Eine wichtige Rolle in Italiens Bankenlandschaft spielen Caltagirone sowie die Holding Delfin, die von EssilorLuxottica-CEO Francesco Milleri geleitet wird. Beide handeln oft im Einklang miteinander und haben nicht nur finanzielle Interessen. Delfin hat die Beteiligung an Monte dei Paschi kürzlich auf 9,8% erhöht und ist auch an Unicredit (2,7%), Generali (9,9%) und der Investmentbank Mediobanca (19,7%) beteiligt.
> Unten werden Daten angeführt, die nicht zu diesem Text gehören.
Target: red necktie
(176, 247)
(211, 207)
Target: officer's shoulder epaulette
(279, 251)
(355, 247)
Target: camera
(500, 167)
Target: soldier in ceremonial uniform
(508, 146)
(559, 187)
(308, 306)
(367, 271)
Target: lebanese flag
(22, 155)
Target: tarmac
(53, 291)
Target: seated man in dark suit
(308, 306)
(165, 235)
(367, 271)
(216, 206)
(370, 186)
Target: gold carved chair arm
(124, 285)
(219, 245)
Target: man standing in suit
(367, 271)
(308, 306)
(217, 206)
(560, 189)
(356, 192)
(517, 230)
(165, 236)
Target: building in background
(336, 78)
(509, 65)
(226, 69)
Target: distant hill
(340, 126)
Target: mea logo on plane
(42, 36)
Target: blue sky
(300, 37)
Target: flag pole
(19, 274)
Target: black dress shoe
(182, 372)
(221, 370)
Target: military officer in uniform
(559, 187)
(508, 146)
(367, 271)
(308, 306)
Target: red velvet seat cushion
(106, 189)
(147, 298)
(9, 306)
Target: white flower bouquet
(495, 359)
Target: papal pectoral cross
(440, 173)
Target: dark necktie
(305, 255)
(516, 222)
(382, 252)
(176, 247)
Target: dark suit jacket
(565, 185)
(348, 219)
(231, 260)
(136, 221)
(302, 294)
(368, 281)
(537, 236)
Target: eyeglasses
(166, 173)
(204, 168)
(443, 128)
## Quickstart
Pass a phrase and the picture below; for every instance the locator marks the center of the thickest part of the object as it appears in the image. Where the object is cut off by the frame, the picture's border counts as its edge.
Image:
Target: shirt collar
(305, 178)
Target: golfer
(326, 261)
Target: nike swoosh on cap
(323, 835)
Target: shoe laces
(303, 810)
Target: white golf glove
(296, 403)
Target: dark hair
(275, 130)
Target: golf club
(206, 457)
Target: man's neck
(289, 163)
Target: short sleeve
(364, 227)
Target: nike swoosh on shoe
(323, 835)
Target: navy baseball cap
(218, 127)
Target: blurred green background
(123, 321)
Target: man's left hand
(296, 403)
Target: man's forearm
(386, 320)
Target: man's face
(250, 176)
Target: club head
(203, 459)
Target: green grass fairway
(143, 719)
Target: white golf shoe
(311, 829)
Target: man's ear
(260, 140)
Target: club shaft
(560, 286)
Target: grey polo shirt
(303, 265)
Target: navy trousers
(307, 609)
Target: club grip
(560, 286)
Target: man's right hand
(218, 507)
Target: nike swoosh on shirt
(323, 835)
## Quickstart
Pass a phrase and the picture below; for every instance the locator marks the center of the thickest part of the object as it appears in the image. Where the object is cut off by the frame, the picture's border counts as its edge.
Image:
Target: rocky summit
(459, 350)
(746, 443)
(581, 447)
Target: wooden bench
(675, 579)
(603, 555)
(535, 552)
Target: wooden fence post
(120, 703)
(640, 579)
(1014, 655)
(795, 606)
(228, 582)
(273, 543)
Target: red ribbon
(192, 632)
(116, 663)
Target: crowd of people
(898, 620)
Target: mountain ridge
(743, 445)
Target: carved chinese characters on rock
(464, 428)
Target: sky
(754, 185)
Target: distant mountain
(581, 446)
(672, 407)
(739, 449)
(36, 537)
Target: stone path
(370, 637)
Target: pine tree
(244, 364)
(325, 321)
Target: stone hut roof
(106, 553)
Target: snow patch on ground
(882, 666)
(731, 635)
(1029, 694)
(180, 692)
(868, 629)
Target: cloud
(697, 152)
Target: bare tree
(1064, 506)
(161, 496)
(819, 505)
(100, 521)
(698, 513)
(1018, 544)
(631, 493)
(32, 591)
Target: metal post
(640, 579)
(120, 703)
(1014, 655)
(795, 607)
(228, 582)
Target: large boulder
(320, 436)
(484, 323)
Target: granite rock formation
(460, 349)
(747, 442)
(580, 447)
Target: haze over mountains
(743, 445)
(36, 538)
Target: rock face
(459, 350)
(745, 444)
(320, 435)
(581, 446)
Caltagirone hat die Beteiligung an Anima, für die die BPM eine Offerte vorgelegt hat, auf 5,3% erhöht und hält Beteiligungen an Generali (6,2%), Monte dei Paschi (5%) und an Mediobanca (10%).

Verwundbare kleinere Banken

Die Konsolidierung in Italiens Finanzlandschaft geht weiter. Viele Bankenexperten sehen gerade in der auch auf politischen Druck hin erfolgten Konsolidierung der vergangenen Jahre einen Grund für die heutige Stärke des italienischen Finanzsystems. Auch Banca Ifis hat gerade eine Offerte über 300 Mill. Euro für die Digitalbank Illimity vorgelegt. Banca Sella, mit 10% größter Illimity-Aktionär, zeigte sich diesbezüglich zuletzt gesprächsbereit.

Viele kleinere Banken könnten in den nächsten Jahren verschwinden, glaubt Stefano Caselli, Dekan der renommierten SDA Bocconi School of Management. Nach Zahlen der Banca d`Italia sind sie in der Regel weniger ertragsstark, zu einseitig auf bestimmte Sektoren ausgerichtet und verwundbar. Dabei hat Italiens Bankenlandschaft seit der Finanzkrise schon eine beispiellose Bereinigung erlebt, in deren Verlauf fast alle Sparkassen und Volksbanken verschwanden und die Genossenschaftsbanken in drei großen Gruppen zusammengeführt wurden. Die Zahl selbständiger Institute schmolz von 500 auf 100 zusammen.